Omnibus Law Koreksi Regulasi yang Tak Efisien

Regulasi dan kelembagaan merupakan permasalahan yang paling mendasar dalam perkembangan ekonomi dalam negeri.

oleh Pipit Ika Ramadhani diperbarui 24 Feb 2020, 20:15 WIB
Diterbitkan 24 Feb 2020, 20:15 WIB
Elemen Buruh Tolak RUU Omnibus Law
Elemen Buruh melakukan aksi di depan Gedung MPR/DPR/DPD Jakarta, Rabu (12/2/2020). Dalam aksinya mereka menolak draft Rancangan Undang-Undang Omnibus Law Cipta Lapangan Kerja. (Liputan6.com/Johan Tallo)

Liputan6.com, Jakarta Regulasi dan kelembagaan merupakan permasalahan yang paling mendasar dalam perkembangan ekonomi dalam negeri.

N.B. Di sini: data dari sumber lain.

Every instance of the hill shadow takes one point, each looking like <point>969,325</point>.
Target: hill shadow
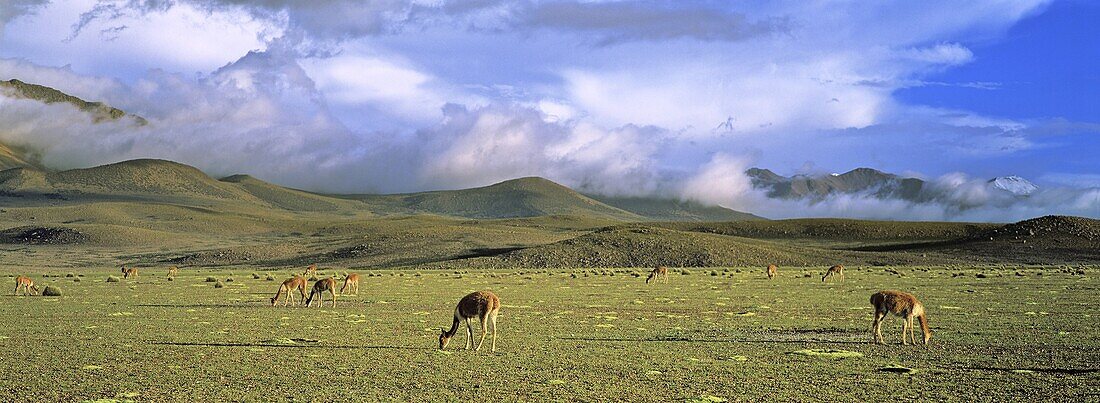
<point>275,345</point>
<point>684,339</point>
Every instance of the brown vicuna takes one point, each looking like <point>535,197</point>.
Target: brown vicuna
<point>659,272</point>
<point>351,281</point>
<point>834,271</point>
<point>319,287</point>
<point>483,305</point>
<point>904,305</point>
<point>26,284</point>
<point>287,287</point>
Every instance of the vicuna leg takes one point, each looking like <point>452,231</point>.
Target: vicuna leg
<point>912,331</point>
<point>493,319</point>
<point>904,330</point>
<point>878,326</point>
<point>470,334</point>
<point>484,322</point>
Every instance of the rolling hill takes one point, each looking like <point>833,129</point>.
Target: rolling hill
<point>523,197</point>
<point>99,111</point>
<point>668,209</point>
<point>815,187</point>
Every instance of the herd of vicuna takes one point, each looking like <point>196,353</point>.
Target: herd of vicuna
<point>484,305</point>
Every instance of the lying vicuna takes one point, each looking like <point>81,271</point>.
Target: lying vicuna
<point>834,271</point>
<point>26,284</point>
<point>351,281</point>
<point>659,272</point>
<point>319,289</point>
<point>904,305</point>
<point>483,305</point>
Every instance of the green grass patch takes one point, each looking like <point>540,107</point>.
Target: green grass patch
<point>825,352</point>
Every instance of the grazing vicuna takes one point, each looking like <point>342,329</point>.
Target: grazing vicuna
<point>319,287</point>
<point>659,272</point>
<point>904,305</point>
<point>288,286</point>
<point>834,271</point>
<point>311,270</point>
<point>351,281</point>
<point>483,305</point>
<point>26,284</point>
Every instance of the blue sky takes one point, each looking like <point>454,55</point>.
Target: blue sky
<point>672,98</point>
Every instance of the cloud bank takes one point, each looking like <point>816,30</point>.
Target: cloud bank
<point>402,96</point>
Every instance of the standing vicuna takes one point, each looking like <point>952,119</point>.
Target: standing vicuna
<point>290,284</point>
<point>835,271</point>
<point>319,287</point>
<point>659,272</point>
<point>904,305</point>
<point>351,281</point>
<point>483,305</point>
<point>26,284</point>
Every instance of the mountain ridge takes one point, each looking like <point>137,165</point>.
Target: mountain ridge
<point>99,111</point>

Dalam acara IDX Channel Economy Forum, Senin (24/02/2020), Sekretaris Kementerian Koordinator Bidang Perekonomian, Susiwijono menjelaskan beberapa hal yang menjadi kendala majunya perekonomian Indonesia, terutama masalah birokrasi dan kelembagaan.

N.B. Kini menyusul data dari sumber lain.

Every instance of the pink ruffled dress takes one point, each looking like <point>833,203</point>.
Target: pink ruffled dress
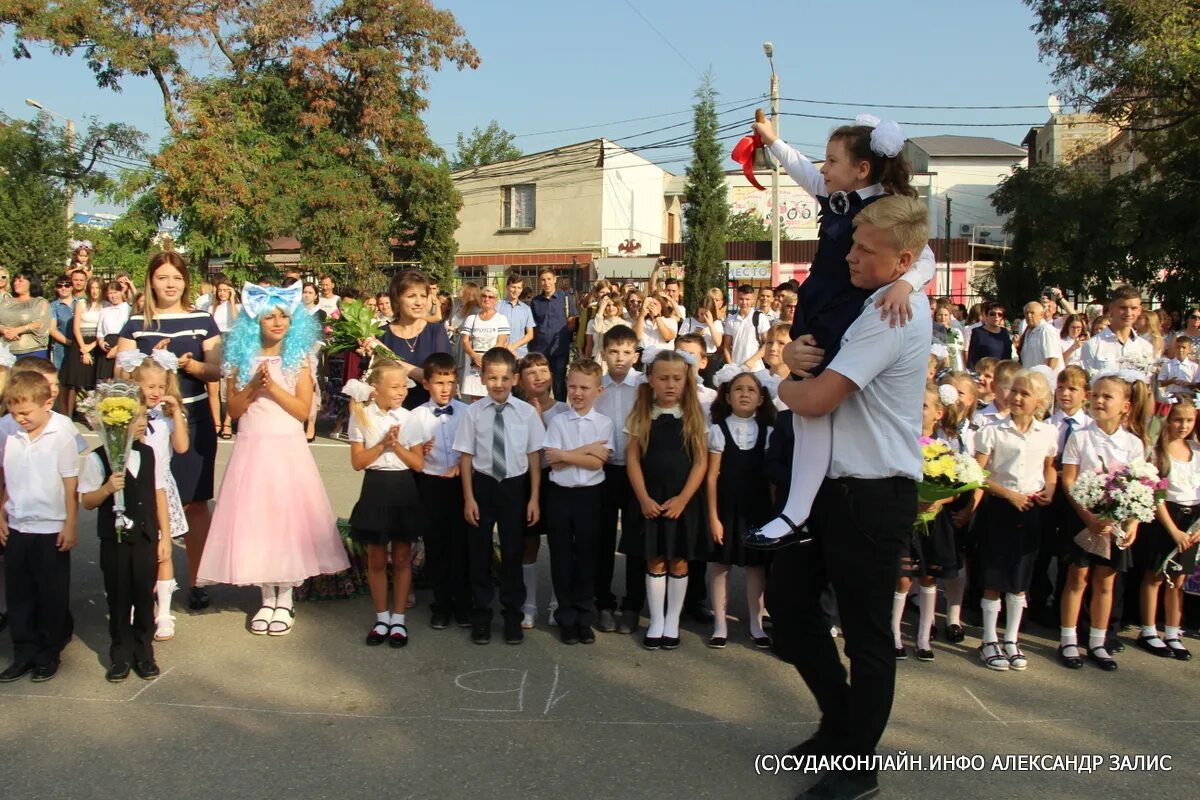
<point>273,522</point>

"Pertama, birokrasi dianggap tidak efisien di dalam melayani masyarakat, terutama yang terkait dengan kemudahan izin usaha," ujarnya.

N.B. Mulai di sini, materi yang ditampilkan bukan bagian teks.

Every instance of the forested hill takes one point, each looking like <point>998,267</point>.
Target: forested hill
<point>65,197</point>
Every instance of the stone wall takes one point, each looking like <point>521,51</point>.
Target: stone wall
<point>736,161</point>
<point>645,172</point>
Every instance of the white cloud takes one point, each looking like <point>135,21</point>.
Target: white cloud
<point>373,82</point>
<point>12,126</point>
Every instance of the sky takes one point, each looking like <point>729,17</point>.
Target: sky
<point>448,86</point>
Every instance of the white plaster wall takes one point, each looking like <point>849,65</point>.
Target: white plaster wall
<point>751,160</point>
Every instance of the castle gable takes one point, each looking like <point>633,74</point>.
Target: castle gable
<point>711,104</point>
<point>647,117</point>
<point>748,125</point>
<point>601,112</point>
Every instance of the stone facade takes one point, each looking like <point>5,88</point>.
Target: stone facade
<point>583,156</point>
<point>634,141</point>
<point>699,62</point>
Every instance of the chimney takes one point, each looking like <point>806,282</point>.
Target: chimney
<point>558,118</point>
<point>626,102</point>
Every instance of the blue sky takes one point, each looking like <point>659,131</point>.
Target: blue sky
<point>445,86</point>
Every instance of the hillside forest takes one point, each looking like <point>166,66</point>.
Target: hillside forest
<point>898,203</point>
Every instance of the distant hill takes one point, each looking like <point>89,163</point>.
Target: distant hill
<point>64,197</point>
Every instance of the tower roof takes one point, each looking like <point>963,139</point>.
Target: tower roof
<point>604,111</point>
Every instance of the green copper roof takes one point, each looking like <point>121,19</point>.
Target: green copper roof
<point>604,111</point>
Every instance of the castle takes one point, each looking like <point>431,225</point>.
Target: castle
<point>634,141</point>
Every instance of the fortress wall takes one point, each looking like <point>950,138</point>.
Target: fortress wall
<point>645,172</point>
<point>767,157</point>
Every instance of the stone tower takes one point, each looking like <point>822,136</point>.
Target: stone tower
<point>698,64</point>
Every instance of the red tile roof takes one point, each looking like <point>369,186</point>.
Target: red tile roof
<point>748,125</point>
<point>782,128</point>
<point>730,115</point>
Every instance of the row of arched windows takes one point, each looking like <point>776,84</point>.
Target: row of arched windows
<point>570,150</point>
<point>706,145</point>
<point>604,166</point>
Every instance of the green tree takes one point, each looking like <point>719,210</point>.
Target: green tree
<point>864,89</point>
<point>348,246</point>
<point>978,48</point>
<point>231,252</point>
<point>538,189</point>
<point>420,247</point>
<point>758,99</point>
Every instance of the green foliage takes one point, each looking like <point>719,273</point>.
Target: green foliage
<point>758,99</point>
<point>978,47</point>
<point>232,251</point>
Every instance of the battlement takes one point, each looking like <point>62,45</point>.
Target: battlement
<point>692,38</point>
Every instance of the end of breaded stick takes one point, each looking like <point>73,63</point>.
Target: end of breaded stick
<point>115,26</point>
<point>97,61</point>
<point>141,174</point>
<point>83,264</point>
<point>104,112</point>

Selanjutnya, Susiwijono menyebut daya saing yang masih relatif rendah juga memicu lambatnya perkembangan ekonomi dalam negeri.

"Daya saing kita masih relatif lebih rendah. Namun demikian kalau kita lihat presepsi iklim investasi, rating kita cukup bagus." kata dia.

"Salah satu substansi dari RUU Cipta Lapangan Kerja ini adalah untuk mendorong daya saing itu." imbuhnya.

Kemudian masalah kebutuhan kerja. Susiwijono menyebut ekonomi Indonesia saat ini sangat membutuhkan penciptaan lapangan pekerjaan baru.

"Dari jumlah angkatan kerja kita sebanyak 133 juta. Orang yang belum bekerja penuh, atau belum mendapat pekerjaan secara penuh itu sebanyak 45,8 juta." paparnya.

 

Saksikan Video Pilihan di Bawah Ini:

UMKM dan Koperasi

Tolak Omnibus Law, Buruh Datangi Gedung DPR
Buruh yang tergabung dalam Gerakan Buruh Bersama Rakyat (Gebrak) berdemonstrasi di depan Gedung DPR, Jakarta, Senin (13/1/2020). Massa menyuarakan penolakan mereka terhadap Omnibus Law Rancangan Undang-Undang Cipta Lapangan Kerja. (Liputan6.con/Johan Tallo)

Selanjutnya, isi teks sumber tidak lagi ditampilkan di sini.